Besides BUD, there are times when an analysis is performed when an existing process is suffering reliability issues. In these cases, an FMEA team is assembled and a design discovery is performed where each process in the system is analyzed and each design element scored to determine the elements with the highest risk and therefore in need of immediate attention. In these cases, the FMEA team is trying to determine the design elements to address first.
Iterative Analysis
It is best to keep a model of your system as you go and perform a quick FMEA at each design meeting. For example, each sprint planning meeting has the potential to evolve the design. Before a decision is made, a quick FMEA can be performed to judge if the team is going down the right path. This normally only take 10-15 minutes each meeting and has the added benefit of revealing risk to the entire team. If RPN scores start to rise too fast, the team may need to raise awareness to the product owner or other stakeholders before proceeding. Otherwise, the team may end up delivering a product which is technically correct but unreliable. This would be another case of "built as requested" and not delivering quality product.
Remember, you are only doing enough analysis to enable the next iteration. If you are starting FMEA in the middle of your project, only do enough to enable informed technical decisions for the next iteration. Don't try to catch up unless that becomes a priority for your product owner, and in that case, it will be a product backlog item (PBI).
Addressing Risk
So what do you do with all these scores? There is nothing wrong with a high RPN score, unless nothing is done to address it. All the work and time invented by FMEA team members will be wasted if nothing is done to address the identified risk.
FMEA generates a list of failure modes. The critical next step is to create compensating controls in the system to address the failure modes. Without these controls, reliability issues will go unchecked.
Using the RPN prioritized list of design elements, the team can begin to create the compensating controls to address the risk in that design element. In the above example, the FMEA team discovered that the certificates will expire on the gateway every year. They may decide to create a compensating control of an automated certificate renewal process to address that risk. This is known as generating an Action, and FMEA with actions is practically worthless.
The agile teams may do this during sprint planning. They discovered a failure mode which can be addressed and generate a PBI and notify the product owner of the new PBI and its importance to the reliability of the system. The product owner can then prioritize the card, possibly for the same sprint.

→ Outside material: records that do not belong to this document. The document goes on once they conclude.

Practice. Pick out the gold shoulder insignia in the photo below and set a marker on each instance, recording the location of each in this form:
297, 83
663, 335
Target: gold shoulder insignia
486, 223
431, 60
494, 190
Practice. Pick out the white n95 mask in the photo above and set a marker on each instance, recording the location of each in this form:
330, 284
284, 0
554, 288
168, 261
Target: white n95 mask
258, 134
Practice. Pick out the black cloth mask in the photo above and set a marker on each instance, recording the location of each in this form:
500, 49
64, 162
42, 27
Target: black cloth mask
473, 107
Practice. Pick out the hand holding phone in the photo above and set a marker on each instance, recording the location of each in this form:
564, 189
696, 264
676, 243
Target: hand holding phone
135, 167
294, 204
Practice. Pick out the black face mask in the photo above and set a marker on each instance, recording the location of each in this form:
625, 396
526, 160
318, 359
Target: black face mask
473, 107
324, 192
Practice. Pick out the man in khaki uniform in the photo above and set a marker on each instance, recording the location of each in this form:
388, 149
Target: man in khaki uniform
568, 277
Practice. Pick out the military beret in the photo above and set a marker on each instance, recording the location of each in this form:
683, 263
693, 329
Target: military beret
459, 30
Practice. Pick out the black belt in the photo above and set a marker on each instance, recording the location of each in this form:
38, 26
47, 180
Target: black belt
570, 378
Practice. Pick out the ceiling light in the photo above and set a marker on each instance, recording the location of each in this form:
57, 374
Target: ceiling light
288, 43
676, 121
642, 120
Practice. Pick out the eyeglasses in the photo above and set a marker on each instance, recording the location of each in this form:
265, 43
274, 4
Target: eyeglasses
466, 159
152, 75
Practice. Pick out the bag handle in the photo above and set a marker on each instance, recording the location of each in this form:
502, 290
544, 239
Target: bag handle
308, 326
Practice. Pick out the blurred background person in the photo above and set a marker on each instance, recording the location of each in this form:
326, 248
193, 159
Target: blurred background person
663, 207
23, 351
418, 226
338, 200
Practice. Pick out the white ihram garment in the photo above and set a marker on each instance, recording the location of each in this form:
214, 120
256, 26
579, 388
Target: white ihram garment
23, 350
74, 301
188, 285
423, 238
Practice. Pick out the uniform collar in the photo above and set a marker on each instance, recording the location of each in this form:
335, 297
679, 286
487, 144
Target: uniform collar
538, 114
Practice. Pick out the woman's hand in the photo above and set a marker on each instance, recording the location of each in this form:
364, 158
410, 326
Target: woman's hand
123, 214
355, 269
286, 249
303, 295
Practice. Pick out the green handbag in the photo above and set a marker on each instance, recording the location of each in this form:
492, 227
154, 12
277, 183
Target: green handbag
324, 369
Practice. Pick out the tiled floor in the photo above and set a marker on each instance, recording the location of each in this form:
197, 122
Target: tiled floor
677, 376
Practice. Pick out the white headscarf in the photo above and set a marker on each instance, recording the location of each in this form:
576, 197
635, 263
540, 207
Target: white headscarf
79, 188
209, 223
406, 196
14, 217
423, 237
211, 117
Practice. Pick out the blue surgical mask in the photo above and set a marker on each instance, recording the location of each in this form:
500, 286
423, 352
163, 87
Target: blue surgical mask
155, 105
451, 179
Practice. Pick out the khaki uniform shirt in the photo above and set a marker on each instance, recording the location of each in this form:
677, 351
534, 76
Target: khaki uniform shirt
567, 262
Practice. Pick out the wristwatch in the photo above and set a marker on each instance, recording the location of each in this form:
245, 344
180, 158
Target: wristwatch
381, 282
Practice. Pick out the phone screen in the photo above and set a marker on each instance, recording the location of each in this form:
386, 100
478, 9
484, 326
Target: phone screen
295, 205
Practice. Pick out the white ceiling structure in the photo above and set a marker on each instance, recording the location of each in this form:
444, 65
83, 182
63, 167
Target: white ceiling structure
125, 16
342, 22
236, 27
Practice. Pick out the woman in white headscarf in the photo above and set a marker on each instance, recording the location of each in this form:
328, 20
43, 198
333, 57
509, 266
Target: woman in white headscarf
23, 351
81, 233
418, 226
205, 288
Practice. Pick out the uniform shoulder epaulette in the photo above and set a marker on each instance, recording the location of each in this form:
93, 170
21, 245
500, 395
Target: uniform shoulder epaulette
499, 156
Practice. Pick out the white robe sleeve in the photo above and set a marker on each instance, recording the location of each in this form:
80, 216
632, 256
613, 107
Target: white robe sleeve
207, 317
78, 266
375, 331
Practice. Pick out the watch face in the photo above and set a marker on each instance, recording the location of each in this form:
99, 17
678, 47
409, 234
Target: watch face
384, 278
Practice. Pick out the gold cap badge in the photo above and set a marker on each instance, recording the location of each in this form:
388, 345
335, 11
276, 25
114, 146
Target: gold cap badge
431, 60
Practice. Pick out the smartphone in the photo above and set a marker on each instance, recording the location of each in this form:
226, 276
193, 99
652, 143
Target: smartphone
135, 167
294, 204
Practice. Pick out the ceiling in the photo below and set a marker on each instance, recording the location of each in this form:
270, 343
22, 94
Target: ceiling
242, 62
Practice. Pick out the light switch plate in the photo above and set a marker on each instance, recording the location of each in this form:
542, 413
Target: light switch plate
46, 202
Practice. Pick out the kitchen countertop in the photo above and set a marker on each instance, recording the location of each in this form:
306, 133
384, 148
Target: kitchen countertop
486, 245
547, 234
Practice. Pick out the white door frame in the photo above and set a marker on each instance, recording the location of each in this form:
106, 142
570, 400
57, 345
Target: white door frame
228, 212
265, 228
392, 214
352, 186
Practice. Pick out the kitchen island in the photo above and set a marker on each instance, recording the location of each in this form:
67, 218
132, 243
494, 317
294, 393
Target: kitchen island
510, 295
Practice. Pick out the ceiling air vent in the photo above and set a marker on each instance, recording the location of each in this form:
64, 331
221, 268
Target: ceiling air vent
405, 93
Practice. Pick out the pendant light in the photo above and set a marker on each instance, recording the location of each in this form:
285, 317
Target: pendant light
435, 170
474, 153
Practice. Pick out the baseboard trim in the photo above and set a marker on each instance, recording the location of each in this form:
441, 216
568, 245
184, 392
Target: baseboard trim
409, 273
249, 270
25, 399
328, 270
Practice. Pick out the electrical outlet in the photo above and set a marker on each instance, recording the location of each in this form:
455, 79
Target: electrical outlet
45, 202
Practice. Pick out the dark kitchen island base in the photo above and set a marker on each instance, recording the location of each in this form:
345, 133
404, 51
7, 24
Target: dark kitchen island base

This is how emergent designs can maintain high levels of reliability, by quantifiably assessing the reliability of the system as the design evolves and addressing issues before they become too costly to address later.
Summary
FMEA is a quantifiable method for assessing the reliability of a process or design. It identifies the most critical elements in a system and allows each risk to be addressed with a compensating control. RPN scores can be used to identify the riskiest elements of a design and to compare alternatives.
FMEA can be very expensive when performed after the fact. Agile methodologies can easily accommodate FMEA as part of normal design iteration. This allows the team to conduct only the necessary analysis to enable the next iteration.
The results of FMEA are wasted if nothing is done to address the identified risk. Actions are generated to create compensating controls for failure modes.